Recently, we have taken another step forward in expanding fully driverless operations. We are delighted to share that in October, we achieved 100% fully driverless operations in Chongqing, where we currently operate a growing fleet of autonomous vehicles. We continued to scale up our services in third quarter, with Apollo Go providing about 988,000 rides to the public nationwide, representing year-over-year increase of 20%. The cumulative rides provided to the public surpassed 8 million in October, further solidifying our leadership in smart mobility. We’re fully confident that our autonomous driving technology has achieved technical maturity, with proven safety and reliability through extensive testing and real-world operations. While our technology is ready for wider deployment, safe and responsible autonomous driving requires a solid foundation of a harmonized regulatory framework.”

7. Westinghouse Air Brake Technologies Corporation (NYSE:WAB)

Number of Hedge Fund Investors In Q3 2024: 54

Westinghouse Air Brake Technologies Corporation (NYSE:WAB) is an interesting stock pick when it comes to autonomous driving stocks. This is because the firm is one of the oldest rail companies in the world. Its business model also means that while Westinghouse Air Brake Technologies Corporation (NYSE:WAB) might not be making self-driving cars anytime soon, the firm can nevertheless play an important role in the autonomous rail industry. On this front, Westinghouse Air Brake Technologies Corporation (NYSE:WAB) completed a $11 billion merger with GE’s transport business to focus on autonomous trains. The firm currently allows operators to remotely control trains, which set it up well for developing autonomous systems in the future. In the short term though, Westinghouse Air Brake Technologies Corporation (NYSE:WAB)’s performance is dependent on the broader economic health that drives up the demand for railroad transportation.

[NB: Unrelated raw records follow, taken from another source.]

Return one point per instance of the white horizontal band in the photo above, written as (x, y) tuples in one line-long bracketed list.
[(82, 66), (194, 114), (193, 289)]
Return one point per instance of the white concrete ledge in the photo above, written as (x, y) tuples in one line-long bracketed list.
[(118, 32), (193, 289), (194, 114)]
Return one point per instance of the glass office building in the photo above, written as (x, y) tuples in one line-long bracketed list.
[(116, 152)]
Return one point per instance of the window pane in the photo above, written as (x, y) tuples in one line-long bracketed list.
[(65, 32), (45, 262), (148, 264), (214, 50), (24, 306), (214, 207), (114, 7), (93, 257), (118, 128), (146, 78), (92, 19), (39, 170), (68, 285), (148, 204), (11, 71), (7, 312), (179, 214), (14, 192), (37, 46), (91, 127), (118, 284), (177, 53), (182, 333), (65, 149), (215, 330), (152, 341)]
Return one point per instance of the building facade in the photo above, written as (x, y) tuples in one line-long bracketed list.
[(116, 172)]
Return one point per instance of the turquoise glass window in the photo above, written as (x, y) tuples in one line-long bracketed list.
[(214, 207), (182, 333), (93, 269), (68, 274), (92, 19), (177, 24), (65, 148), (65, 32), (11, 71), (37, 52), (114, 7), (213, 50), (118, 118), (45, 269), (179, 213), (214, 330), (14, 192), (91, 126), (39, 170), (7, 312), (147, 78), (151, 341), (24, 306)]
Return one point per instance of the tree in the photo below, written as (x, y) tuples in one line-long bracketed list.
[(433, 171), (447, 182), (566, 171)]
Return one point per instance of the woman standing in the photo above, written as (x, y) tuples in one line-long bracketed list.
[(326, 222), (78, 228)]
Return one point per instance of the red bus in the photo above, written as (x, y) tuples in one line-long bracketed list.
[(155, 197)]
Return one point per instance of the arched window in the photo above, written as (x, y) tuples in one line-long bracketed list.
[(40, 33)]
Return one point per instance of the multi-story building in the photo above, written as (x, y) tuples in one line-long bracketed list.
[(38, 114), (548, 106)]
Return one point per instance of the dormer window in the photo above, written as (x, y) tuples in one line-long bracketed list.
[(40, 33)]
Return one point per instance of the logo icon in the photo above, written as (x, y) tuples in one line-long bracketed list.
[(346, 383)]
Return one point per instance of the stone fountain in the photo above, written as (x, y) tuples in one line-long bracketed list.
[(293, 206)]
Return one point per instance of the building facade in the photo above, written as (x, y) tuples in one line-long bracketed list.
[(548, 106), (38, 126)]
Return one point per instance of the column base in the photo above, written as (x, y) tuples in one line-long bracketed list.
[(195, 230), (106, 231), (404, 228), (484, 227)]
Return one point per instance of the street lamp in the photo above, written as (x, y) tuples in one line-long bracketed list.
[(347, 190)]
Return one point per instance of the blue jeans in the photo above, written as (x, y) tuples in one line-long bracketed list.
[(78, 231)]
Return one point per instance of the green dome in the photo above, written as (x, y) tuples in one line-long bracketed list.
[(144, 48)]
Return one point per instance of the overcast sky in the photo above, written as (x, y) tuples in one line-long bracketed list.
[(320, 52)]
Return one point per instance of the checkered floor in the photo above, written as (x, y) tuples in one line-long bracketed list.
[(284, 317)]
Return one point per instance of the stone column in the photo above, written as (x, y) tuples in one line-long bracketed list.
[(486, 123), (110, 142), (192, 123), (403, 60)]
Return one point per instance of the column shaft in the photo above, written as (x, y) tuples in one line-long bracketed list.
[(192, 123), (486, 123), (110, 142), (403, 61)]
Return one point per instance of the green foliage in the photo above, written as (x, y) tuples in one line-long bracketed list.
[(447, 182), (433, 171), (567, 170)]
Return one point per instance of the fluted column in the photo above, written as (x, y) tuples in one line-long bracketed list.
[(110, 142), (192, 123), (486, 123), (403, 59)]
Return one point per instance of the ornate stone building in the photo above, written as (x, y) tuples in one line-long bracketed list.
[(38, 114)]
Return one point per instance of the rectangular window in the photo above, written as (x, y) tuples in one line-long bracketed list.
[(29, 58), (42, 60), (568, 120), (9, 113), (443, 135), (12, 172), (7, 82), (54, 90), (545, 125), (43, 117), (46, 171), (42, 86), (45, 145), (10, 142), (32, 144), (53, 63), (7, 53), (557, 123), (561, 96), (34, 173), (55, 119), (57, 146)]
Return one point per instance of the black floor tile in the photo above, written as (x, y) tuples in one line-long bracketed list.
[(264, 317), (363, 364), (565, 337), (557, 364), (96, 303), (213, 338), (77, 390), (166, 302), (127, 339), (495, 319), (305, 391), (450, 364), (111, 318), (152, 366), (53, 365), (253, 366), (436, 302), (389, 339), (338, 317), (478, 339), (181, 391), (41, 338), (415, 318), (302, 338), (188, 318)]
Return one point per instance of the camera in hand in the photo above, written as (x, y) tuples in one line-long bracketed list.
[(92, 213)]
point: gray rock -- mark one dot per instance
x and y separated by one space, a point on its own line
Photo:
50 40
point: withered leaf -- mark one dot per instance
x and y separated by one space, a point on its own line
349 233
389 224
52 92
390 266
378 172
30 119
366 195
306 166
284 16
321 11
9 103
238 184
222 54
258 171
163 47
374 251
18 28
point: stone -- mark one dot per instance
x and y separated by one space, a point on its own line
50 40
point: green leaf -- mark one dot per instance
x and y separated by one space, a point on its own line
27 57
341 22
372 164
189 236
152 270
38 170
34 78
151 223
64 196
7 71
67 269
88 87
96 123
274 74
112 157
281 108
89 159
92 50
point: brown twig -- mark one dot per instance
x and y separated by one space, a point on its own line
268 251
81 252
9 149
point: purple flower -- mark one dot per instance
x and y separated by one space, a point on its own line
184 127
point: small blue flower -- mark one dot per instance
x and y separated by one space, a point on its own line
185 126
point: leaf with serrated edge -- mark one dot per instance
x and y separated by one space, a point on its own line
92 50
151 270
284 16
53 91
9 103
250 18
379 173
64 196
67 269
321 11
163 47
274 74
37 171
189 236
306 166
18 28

Carillon Eagle Mid Cap Growth Fund mentioned Westinghouse Air Brake Technologies Corporation (NYSE:WAB) in its Q3 2024 investor letter. Here is what the fund said:

“Westinghouse Air Brake Technologies Corporation (NYSE:WAB): (Westinghouse Air Brake Technologies) is a global provider of locomotives, equipment, systems and services for both the freight and transit rail industries. The company’s shares have performed well as Wabtec is at the forefront of the modernization of the rail industry. Robust customer demand for new locomotives, modernization of older equipment, and next-generation digital solutions are resulting in a strong order pipeline that gives Wabtec what we consider to be a great deal of visibility into continued profitable growth in the future.”

6. General Motors Company (NYSE:GM)

Number of Hedge Fund Investors In Q3 2024: 64

General Motors Company (NYSE:GM) is an iconic American car manufacturer that is one of the biggest players in the internal combustion car industry. The firm’s Cruise platform also makes it a key player in the autonomous driving industry. General Motors Company (NYSE:GM)’s Cruise, along with Tesla’s FSD and Google’s Waymo is one of the most well-developed self-driving platforms in the US. General Motors Company (NYSE:GM) is also making key inroads in the robotaxi service, as the firm has partnered up with Uber to launch a trial service in 2025. Its sizable resources, as evidenced by $18.9 billion in cash and equivalents provide it with sufficient room to fund risky and capital-intensive technologies like autonomous driving. As of June 2024, General Motors Company (NYSE:GM) had invested a whopping $8 billion in Cruise and generated losses exceeding $3 billion. Subsequently, not only does it have to drive profit from the platform to convince investors about the merit of funneling billions in a business, but its investments are also crucial for driving the autonomous industry forward.

General Motors Company (NYSE:GM)’s management commented on Cruise during the Q3 2024 earnings call. Here is what they said:

“Cruise expenses were $400 million in the quarter, down $350 million from a year-ago, reflecting a reduction in operational activities. We are continually looking for opportunities to prioritize further expense reductions even as we continue to make progress.”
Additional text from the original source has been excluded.